‘A-G and lawyers lied’
4 August, 2022, 4:00 pm
Lautoka-based human rights lawyer Aman Ravindra-Singh says Attorney-General Aiyaz Sayed-Khaiyum and his lawyers lied and misled the High Court in Suva during the committal proceedings against him.
He said this when his application for a permanent stay of proceedings of committal proceedings brought against him by the A-G, was called before High Court judge Justice Jude Nanayakkara yesterday.
Mr Ravindra-Singh was found guilty last week and convicted in the committal proceedings by Justice Nanayakkara for contempt of court for breaching the High Court’s orders made on July 28, 2020, in respect of a defamation claim made against him by the Prime Minister and the A-G for a Facebook posting.
The committal proceedings were adjourned for mitigation and sentencing, but in the meantime, Mr Ravindra-Singh applied for a permanent stay on the proceedings.
Yesterday, Mr Ravindra-Singh said the A-G lied in a supplementary affidavit, saying he had not complied with any of the court’s orders made in 2020.
At that time, the court had ordered he pay the plaintiffs $120,000, issue a public apology on Facebook, remove the Facebook post in question and publish apologies in the print media.
Mr Ravindra-Singh said he took the Facebook post in question down immediately and posted an apology on Facebook.
He also said his public apology was published in both daily newspapers in Fiji in the past three weeks.

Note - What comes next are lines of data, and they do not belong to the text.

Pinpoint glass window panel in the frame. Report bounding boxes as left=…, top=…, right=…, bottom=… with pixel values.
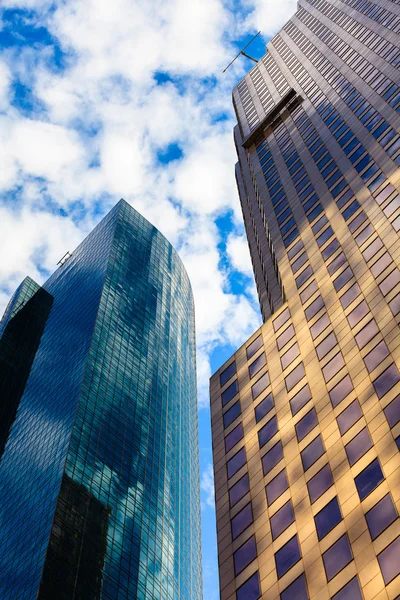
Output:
left=285, top=363, right=306, bottom=392
left=224, top=400, right=242, bottom=428
left=275, top=535, right=301, bottom=579
left=271, top=500, right=294, bottom=540
left=229, top=473, right=250, bottom=507
left=383, top=396, right=400, bottom=427
left=251, top=373, right=269, bottom=400
left=258, top=417, right=278, bottom=448
left=221, top=379, right=239, bottom=406
left=314, top=498, right=342, bottom=540
left=364, top=342, right=389, bottom=373
left=280, top=573, right=308, bottom=600
left=226, top=447, right=246, bottom=479
left=365, top=494, right=400, bottom=540
left=300, top=435, right=325, bottom=471
left=290, top=384, right=311, bottom=416
left=265, top=469, right=289, bottom=506
left=236, top=571, right=261, bottom=600
left=354, top=458, right=384, bottom=500
left=336, top=400, right=362, bottom=435
left=332, top=577, right=363, bottom=600
left=225, top=423, right=244, bottom=452
left=307, top=464, right=333, bottom=503
left=378, top=536, right=400, bottom=585
left=276, top=325, right=294, bottom=350
left=281, top=343, right=300, bottom=369
left=372, top=363, right=400, bottom=398
left=231, top=502, right=253, bottom=539
left=295, top=408, right=318, bottom=442
left=322, top=534, right=353, bottom=581
left=249, top=352, right=267, bottom=379
left=246, top=335, right=263, bottom=358
left=233, top=535, right=257, bottom=575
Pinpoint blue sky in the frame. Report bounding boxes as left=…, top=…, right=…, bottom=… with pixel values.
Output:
left=0, top=0, right=295, bottom=600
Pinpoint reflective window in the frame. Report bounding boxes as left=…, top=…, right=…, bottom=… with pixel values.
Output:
left=236, top=571, right=261, bottom=600
left=226, top=447, right=246, bottom=479
left=233, top=535, right=257, bottom=575
left=261, top=441, right=283, bottom=475
left=225, top=423, right=244, bottom=452
left=249, top=352, right=267, bottom=378
left=231, top=502, right=253, bottom=539
left=300, top=435, right=325, bottom=471
left=224, top=400, right=241, bottom=428
left=265, top=469, right=289, bottom=506
left=336, top=400, right=362, bottom=435
left=280, top=573, right=308, bottom=600
left=229, top=473, right=250, bottom=507
left=275, top=535, right=301, bottom=579
left=258, top=417, right=278, bottom=448
left=219, top=361, right=236, bottom=387
left=354, top=458, right=385, bottom=500
left=372, top=363, right=400, bottom=398
left=365, top=494, right=397, bottom=540
left=378, top=536, right=400, bottom=585
left=322, top=534, right=353, bottom=581
left=307, top=464, right=333, bottom=503
left=290, top=384, right=311, bottom=416
left=221, top=379, right=239, bottom=406
left=251, top=373, right=269, bottom=400
left=295, top=408, right=318, bottom=442
left=270, top=500, right=294, bottom=540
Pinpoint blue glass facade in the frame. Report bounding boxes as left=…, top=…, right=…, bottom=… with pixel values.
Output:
left=0, top=201, right=202, bottom=600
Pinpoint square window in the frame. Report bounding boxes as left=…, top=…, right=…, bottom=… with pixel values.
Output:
left=275, top=535, right=301, bottom=579
left=265, top=469, right=289, bottom=506
left=314, top=497, right=342, bottom=540
left=365, top=494, right=397, bottom=540
left=225, top=423, right=244, bottom=452
left=336, top=400, right=362, bottom=435
left=231, top=502, right=253, bottom=540
left=295, top=408, right=318, bottom=442
left=280, top=573, right=308, bottom=600
left=229, top=473, right=250, bottom=508
left=322, top=534, right=353, bottom=581
left=258, top=417, right=278, bottom=448
left=236, top=571, right=261, bottom=600
left=378, top=536, right=400, bottom=585
left=251, top=373, right=269, bottom=400
left=249, top=352, right=267, bottom=379
left=261, top=441, right=283, bottom=475
left=372, top=363, right=400, bottom=399
left=270, top=500, right=294, bottom=540
left=290, top=384, right=311, bottom=416
left=307, top=464, right=333, bottom=504
left=233, top=535, right=257, bottom=576
left=300, top=435, right=325, bottom=471
left=354, top=458, right=385, bottom=501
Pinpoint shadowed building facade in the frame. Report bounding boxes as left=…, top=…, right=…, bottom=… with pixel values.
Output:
left=0, top=200, right=202, bottom=600
left=210, top=0, right=400, bottom=600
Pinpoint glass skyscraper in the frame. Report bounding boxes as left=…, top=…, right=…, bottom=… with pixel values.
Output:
left=0, top=200, right=202, bottom=600
left=211, top=0, right=400, bottom=600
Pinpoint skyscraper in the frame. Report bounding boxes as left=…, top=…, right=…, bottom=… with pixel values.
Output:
left=0, top=200, right=202, bottom=600
left=211, top=0, right=400, bottom=600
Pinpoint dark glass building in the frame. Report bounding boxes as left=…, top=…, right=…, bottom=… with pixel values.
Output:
left=211, top=0, right=400, bottom=600
left=0, top=200, right=202, bottom=600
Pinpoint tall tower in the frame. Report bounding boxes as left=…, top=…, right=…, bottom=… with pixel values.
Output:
left=0, top=200, right=202, bottom=600
left=211, top=0, right=400, bottom=600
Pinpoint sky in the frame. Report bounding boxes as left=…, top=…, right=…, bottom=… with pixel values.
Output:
left=0, top=0, right=296, bottom=600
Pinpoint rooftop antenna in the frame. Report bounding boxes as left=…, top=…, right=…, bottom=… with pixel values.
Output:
left=222, top=31, right=261, bottom=73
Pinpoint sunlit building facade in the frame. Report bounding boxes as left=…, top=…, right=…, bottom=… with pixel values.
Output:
left=210, top=0, right=400, bottom=600
left=0, top=200, right=202, bottom=600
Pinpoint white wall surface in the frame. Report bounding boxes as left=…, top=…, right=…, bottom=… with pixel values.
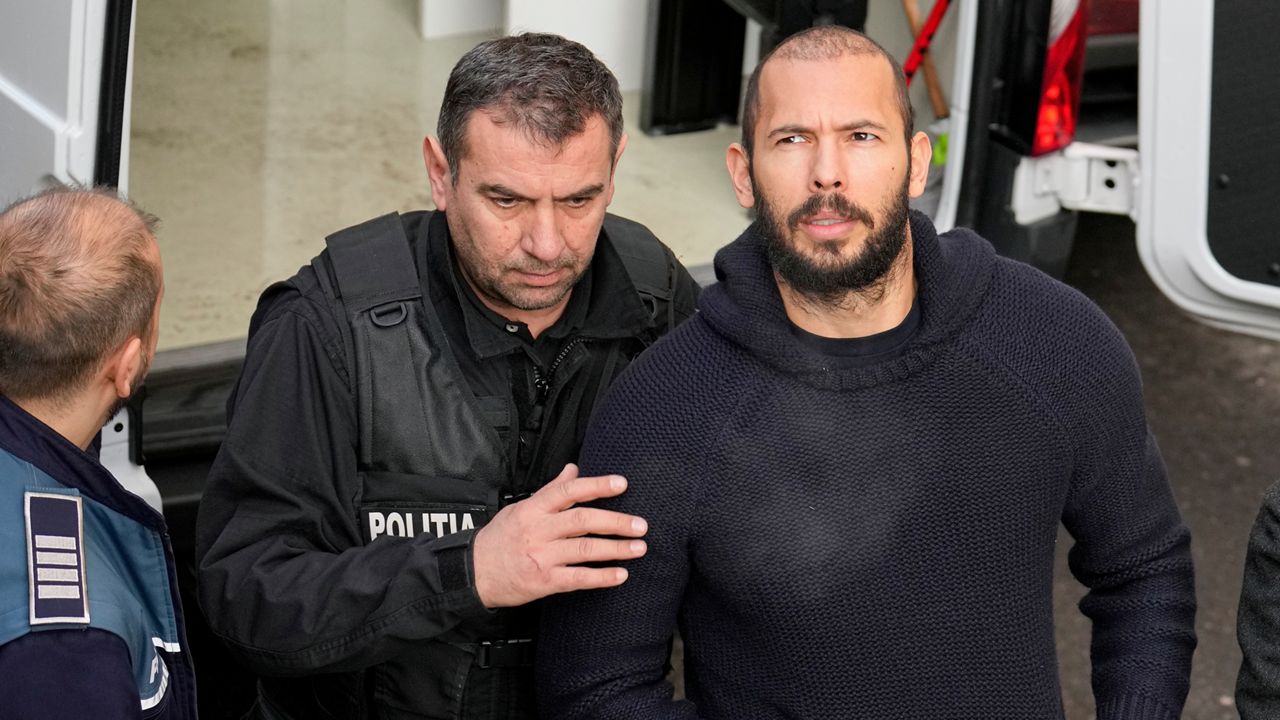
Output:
left=503, top=0, right=652, bottom=91
left=417, top=0, right=503, bottom=40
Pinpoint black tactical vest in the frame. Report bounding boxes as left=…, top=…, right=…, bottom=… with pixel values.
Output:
left=302, top=213, right=677, bottom=717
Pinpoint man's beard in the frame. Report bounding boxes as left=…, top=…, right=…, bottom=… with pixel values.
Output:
left=753, top=174, right=910, bottom=306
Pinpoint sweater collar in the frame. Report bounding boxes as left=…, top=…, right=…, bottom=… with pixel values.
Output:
left=699, top=210, right=995, bottom=389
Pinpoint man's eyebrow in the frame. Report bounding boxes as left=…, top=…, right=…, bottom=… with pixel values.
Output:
left=477, top=182, right=604, bottom=202
left=556, top=183, right=604, bottom=202
left=767, top=119, right=888, bottom=137
left=477, top=182, right=529, bottom=200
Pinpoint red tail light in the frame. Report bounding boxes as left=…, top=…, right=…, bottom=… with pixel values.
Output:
left=1032, top=0, right=1088, bottom=155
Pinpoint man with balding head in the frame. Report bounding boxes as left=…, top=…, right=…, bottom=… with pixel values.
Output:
left=538, top=27, right=1196, bottom=720
left=0, top=188, right=196, bottom=719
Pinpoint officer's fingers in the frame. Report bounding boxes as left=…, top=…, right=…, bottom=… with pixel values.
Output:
left=534, top=465, right=627, bottom=512
left=556, top=507, right=649, bottom=538
left=553, top=566, right=627, bottom=592
left=554, top=536, right=648, bottom=565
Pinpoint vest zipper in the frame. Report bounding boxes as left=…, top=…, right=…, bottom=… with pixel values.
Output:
left=532, top=336, right=586, bottom=415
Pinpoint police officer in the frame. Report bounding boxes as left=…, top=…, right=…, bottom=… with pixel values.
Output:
left=197, top=35, right=698, bottom=719
left=0, top=188, right=196, bottom=719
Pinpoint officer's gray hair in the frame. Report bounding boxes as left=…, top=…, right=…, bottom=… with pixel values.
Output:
left=742, top=26, right=915, bottom=158
left=0, top=187, right=161, bottom=402
left=436, top=32, right=622, bottom=183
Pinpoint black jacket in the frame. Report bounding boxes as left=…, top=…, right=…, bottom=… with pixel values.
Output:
left=1235, top=483, right=1280, bottom=720
left=196, top=213, right=696, bottom=717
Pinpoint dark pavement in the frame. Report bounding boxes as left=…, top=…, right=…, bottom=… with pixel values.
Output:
left=1055, top=214, right=1280, bottom=720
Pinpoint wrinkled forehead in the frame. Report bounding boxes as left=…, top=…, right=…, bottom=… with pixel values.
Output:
left=756, top=51, right=905, bottom=134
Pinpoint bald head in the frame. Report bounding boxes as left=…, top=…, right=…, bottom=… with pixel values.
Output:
left=0, top=188, right=161, bottom=401
left=742, top=26, right=915, bottom=158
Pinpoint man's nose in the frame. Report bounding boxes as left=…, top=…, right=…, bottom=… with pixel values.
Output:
left=809, top=142, right=846, bottom=192
left=521, top=204, right=564, bottom=263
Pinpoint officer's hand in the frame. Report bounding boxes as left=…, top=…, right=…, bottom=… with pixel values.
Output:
left=474, top=464, right=648, bottom=607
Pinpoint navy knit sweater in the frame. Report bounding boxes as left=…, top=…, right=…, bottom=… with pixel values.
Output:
left=538, top=214, right=1196, bottom=720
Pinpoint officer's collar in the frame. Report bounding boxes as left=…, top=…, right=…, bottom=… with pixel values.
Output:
left=424, top=211, right=652, bottom=359
left=0, top=395, right=164, bottom=533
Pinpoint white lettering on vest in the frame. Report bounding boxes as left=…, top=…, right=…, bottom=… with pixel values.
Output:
left=366, top=510, right=483, bottom=542
left=369, top=512, right=387, bottom=542
left=387, top=512, right=408, bottom=538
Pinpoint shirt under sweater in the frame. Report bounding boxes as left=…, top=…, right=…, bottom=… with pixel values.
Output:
left=539, top=214, right=1196, bottom=720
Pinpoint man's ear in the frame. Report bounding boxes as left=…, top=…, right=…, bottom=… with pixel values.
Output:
left=906, top=132, right=933, bottom=197
left=604, top=133, right=627, bottom=205
left=724, top=142, right=755, bottom=208
left=422, top=136, right=453, bottom=211
left=102, top=336, right=146, bottom=398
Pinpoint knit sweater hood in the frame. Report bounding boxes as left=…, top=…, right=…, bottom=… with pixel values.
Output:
left=699, top=210, right=996, bottom=389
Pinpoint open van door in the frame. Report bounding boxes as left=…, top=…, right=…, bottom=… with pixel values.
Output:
left=0, top=0, right=161, bottom=510
left=0, top=0, right=133, bottom=196
left=1137, top=0, right=1280, bottom=340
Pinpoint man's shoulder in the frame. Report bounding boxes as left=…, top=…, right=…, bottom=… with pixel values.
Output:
left=983, top=249, right=1123, bottom=343
left=599, top=315, right=745, bottom=416
left=972, top=251, right=1137, bottom=401
left=250, top=210, right=435, bottom=340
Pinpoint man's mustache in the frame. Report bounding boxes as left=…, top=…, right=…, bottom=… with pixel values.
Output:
left=787, top=192, right=876, bottom=231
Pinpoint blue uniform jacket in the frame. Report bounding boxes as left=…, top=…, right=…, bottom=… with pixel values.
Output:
left=0, top=396, right=196, bottom=719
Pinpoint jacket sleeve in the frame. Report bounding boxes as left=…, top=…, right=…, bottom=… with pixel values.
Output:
left=538, top=360, right=700, bottom=720
left=1235, top=483, right=1280, bottom=720
left=0, top=628, right=142, bottom=720
left=1062, top=313, right=1196, bottom=720
left=196, top=285, right=488, bottom=675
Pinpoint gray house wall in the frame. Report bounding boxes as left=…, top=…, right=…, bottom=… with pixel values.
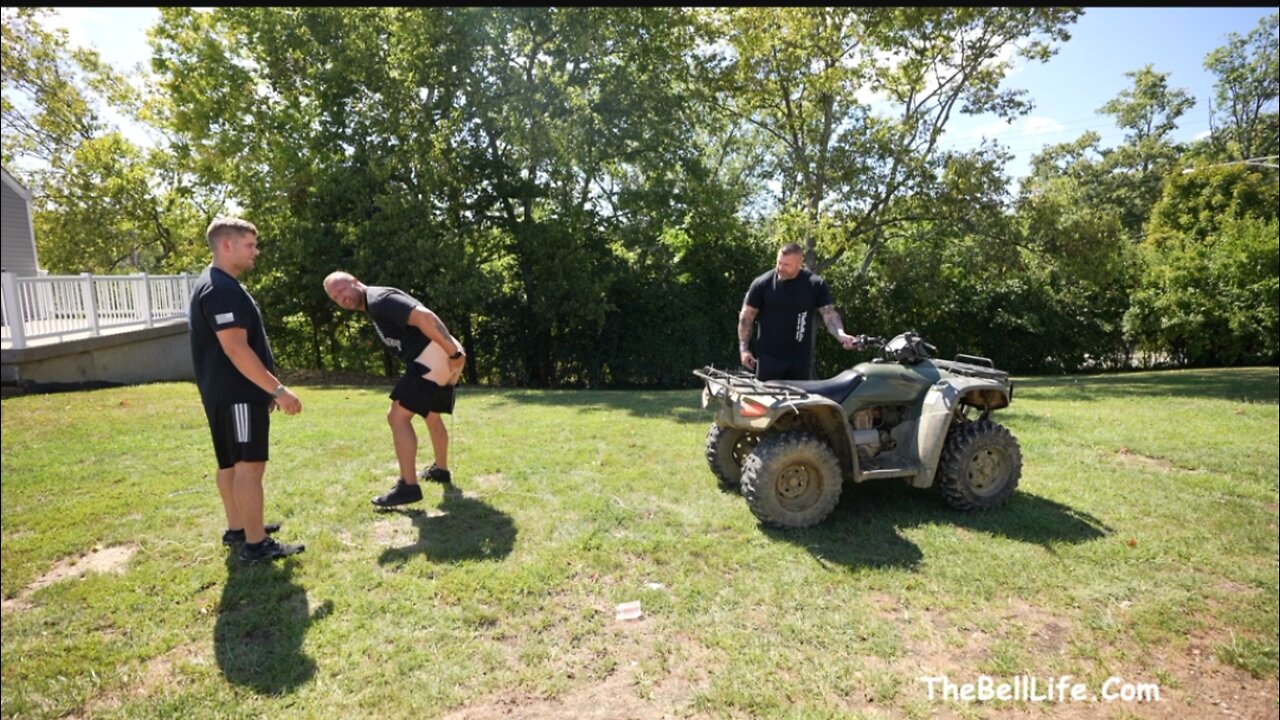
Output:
left=0, top=168, right=40, bottom=277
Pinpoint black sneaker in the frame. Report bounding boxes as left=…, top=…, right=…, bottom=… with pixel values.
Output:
left=371, top=478, right=422, bottom=507
left=417, top=462, right=453, bottom=483
left=239, top=538, right=307, bottom=562
left=223, top=523, right=280, bottom=547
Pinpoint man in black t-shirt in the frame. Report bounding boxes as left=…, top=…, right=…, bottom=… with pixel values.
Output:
left=324, top=270, right=466, bottom=507
left=737, top=242, right=858, bottom=380
left=187, top=218, right=306, bottom=562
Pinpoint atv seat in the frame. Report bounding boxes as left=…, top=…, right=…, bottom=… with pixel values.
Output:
left=764, top=370, right=865, bottom=405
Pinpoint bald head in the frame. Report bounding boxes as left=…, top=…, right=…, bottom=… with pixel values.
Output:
left=324, top=270, right=365, bottom=310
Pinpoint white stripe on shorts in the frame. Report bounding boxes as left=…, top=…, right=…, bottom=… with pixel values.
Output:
left=232, top=402, right=248, bottom=442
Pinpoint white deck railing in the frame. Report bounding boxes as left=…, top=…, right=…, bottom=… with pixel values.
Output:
left=0, top=273, right=195, bottom=348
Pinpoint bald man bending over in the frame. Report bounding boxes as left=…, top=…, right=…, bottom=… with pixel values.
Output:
left=324, top=270, right=467, bottom=507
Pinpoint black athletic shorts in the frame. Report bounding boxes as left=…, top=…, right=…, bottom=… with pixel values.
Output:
left=755, top=355, right=813, bottom=380
left=392, top=363, right=453, bottom=418
left=205, top=402, right=271, bottom=470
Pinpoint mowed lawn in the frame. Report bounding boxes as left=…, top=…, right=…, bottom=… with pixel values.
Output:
left=0, top=368, right=1280, bottom=720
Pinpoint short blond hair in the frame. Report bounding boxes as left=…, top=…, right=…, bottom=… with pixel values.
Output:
left=205, top=218, right=257, bottom=250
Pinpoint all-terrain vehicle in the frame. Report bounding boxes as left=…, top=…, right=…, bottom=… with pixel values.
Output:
left=694, top=332, right=1023, bottom=528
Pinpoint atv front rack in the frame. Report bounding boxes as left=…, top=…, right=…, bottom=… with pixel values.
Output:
left=694, top=365, right=809, bottom=400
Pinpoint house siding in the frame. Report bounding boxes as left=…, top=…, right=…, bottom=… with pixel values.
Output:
left=0, top=172, right=38, bottom=277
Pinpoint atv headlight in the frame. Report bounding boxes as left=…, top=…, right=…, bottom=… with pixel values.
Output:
left=740, top=397, right=769, bottom=418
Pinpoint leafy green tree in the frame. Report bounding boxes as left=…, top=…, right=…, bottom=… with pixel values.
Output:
left=1124, top=164, right=1280, bottom=365
left=3, top=8, right=207, bottom=273
left=1204, top=13, right=1280, bottom=160
left=713, top=8, right=1079, bottom=278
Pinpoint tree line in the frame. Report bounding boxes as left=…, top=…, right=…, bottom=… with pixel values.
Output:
left=3, top=8, right=1280, bottom=387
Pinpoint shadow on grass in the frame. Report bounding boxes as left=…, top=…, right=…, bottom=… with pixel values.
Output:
left=214, top=552, right=333, bottom=696
left=1014, top=368, right=1280, bottom=406
left=378, top=484, right=517, bottom=565
left=763, top=480, right=1112, bottom=570
left=488, top=388, right=712, bottom=424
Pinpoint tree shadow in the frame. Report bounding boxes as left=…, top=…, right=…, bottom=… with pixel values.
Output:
left=763, top=480, right=1112, bottom=571
left=1015, top=368, right=1280, bottom=405
left=481, top=387, right=713, bottom=424
left=214, top=552, right=333, bottom=694
left=378, top=483, right=517, bottom=565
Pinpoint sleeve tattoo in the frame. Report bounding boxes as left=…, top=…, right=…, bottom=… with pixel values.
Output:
left=737, top=305, right=755, bottom=351
left=819, top=305, right=845, bottom=338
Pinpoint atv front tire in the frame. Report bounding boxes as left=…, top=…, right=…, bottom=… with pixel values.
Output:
left=707, top=423, right=759, bottom=495
left=937, top=420, right=1023, bottom=510
left=742, top=432, right=844, bottom=528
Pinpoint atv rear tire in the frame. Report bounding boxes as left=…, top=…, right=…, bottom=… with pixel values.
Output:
left=707, top=423, right=759, bottom=495
left=937, top=420, right=1023, bottom=510
left=742, top=432, right=844, bottom=528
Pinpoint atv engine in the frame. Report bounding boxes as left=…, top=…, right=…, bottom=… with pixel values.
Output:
left=852, top=405, right=908, bottom=460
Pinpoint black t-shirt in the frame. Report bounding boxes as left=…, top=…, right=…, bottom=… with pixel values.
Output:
left=187, top=265, right=275, bottom=407
left=744, top=268, right=832, bottom=357
left=365, top=286, right=431, bottom=366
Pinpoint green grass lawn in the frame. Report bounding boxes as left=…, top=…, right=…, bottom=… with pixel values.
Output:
left=0, top=368, right=1280, bottom=720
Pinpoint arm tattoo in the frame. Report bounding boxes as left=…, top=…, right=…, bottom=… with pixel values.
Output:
left=819, top=305, right=845, bottom=338
left=737, top=307, right=755, bottom=350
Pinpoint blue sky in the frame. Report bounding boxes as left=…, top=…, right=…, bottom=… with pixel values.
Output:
left=42, top=6, right=1276, bottom=178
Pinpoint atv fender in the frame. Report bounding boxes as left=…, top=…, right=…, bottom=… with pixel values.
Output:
left=911, top=377, right=1009, bottom=488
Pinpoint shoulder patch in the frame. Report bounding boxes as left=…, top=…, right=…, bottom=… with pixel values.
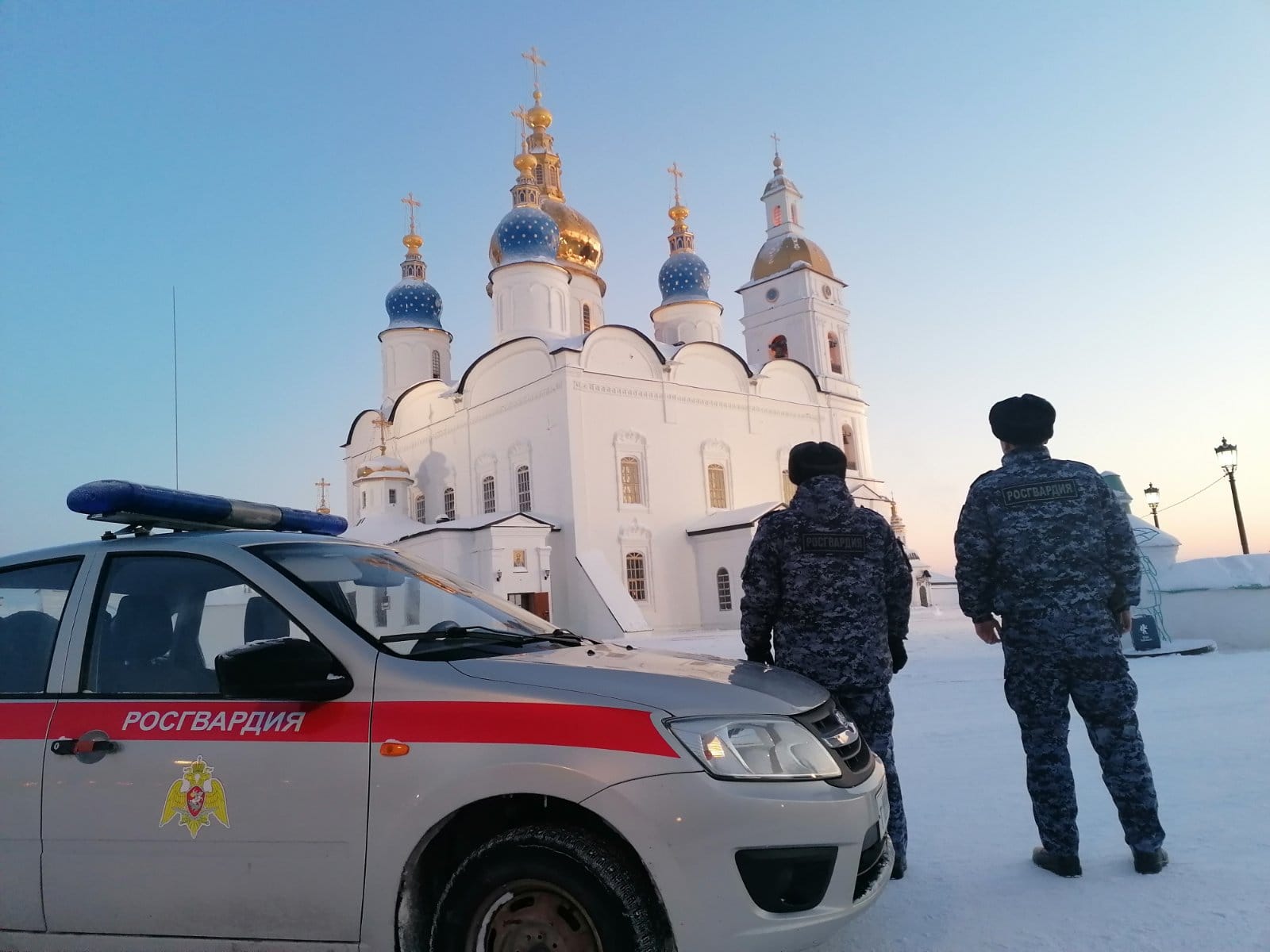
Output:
left=997, top=478, right=1081, bottom=506
left=799, top=532, right=868, bottom=556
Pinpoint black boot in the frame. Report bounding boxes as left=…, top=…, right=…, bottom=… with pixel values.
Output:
left=1033, top=846, right=1081, bottom=880
left=1133, top=848, right=1168, bottom=873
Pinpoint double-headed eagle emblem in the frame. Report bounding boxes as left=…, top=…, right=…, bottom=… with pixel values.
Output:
left=159, top=758, right=230, bottom=839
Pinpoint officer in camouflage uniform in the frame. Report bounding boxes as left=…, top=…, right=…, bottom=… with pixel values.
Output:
left=956, top=393, right=1168, bottom=877
left=741, top=443, right=913, bottom=880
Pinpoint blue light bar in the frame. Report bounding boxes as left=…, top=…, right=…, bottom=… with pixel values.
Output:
left=66, top=480, right=348, bottom=536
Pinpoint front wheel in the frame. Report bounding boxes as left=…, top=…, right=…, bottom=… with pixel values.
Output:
left=428, top=825, right=675, bottom=952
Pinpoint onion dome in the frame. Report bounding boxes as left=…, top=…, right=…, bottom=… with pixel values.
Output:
left=749, top=145, right=834, bottom=281
left=656, top=163, right=710, bottom=305
left=383, top=195, right=443, bottom=330
left=489, top=143, right=560, bottom=267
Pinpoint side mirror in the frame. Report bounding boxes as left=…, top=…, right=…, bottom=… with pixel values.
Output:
left=216, top=639, right=353, bottom=701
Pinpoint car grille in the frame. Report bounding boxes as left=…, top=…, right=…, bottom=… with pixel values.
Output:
left=794, top=698, right=874, bottom=787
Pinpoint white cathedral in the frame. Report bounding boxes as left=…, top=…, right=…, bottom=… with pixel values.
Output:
left=343, top=68, right=929, bottom=637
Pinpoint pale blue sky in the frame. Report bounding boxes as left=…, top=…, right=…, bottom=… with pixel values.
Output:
left=0, top=0, right=1270, bottom=569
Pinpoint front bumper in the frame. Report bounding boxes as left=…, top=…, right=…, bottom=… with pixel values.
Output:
left=584, top=762, right=894, bottom=952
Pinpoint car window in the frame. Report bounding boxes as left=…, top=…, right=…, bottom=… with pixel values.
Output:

Mr Ravindra-Singh said the committal proceedings were an abuse of process as they were instituted to recover money.
He said the court orders were clear, and he had complied with all but one, the payment of $120,000.
He also said committal proceedings could not be used to recover money.
Mr Ravindra-Singh said the court’s order also did not prevent him from using the words “Violent Voreqe and Corrupt Khaiyum” because it would infringe on his right to freedom of expression.
Counsel for the plaintiffs, Gul Fatimah, said Mr Ravindra-Singh subjected himself to the committal proceedings.
His application for a permanent stay, she said, was a desperate attempt to purge his contempt, of which he was still convicted.
She also said no one had the right to call anyone violent or corrupt and that freedom of expression was not an absolute right.
She said the apology in a Facebook post was not genuine because he got the PM and A-G’s names wrong, and that it was a private post on his public account.
Justice Nanayakkara gave them until Friday to file their written submissions, and he would make a ruling on the application on Tuesday.
Sentencing and mitigation will be heard on Tuesday if the ruling is against Mr Ravindra-Singh.